If you have horizontal data instead of vertical data, you can use TRANSPOSE
to make the previous example work. Just nest the TRANSPOSE
function inside the CHOOSE
function like this:
CHOOSE({1,2,3},{1},TRANSPOSE(A3:C3),TRANSPOSE(A4:C4)
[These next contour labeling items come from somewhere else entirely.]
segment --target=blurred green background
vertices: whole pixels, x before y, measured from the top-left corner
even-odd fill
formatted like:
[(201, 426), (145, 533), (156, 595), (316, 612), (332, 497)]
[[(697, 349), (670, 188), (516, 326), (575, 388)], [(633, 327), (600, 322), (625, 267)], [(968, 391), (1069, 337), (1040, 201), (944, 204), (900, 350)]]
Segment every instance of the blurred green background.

You can clean up the formula significantly with named ranges or tables. This example builds on the previous one allowing data not in contiguous ranges and provides an identifier column showing where the data came from:
=IF(ROW()-ROW(E3)<ROWS(Table1),INDEX(CHOOSE({1,2,3},{1},Table1[Column1],Table1[Column2]),ROW()-ROW(E3)+1,COLUMN()-COLUMN(E3)+1),
IF(ROW()-ROW(E3)<ROWS(Table1)+ROWS(Table2),INDEX(CHOOSE({1,2,3},{2},Table2[Column1],Table2[Column2]),ROW()-ROW(E3)-ROWS(Table1)+1,COLUMN()-COLUMN(E3)+1),
IF(ROW()-ROW(E3)<ROWS(Table1)+ROWS(Table2)+ROWS(Table3),INDEX(CHOOSE({1,2,3},{3},Table3[Column1],Table3[Column2]),ROW()-ROW(E3)-ROWS(Table1)-ROWS(Table2)+1,COLUMN()-COLUMN(E3)+1),
INDEX(CHOOSE({1,2,3},{4},Table4[Column1],Table4[Column2]),ROW()-ROW(E3)-ROWS(Table1)-ROWS(Table2)-ROWS(Table3)+1,COLUMN()-COLUMN(E3)+1))))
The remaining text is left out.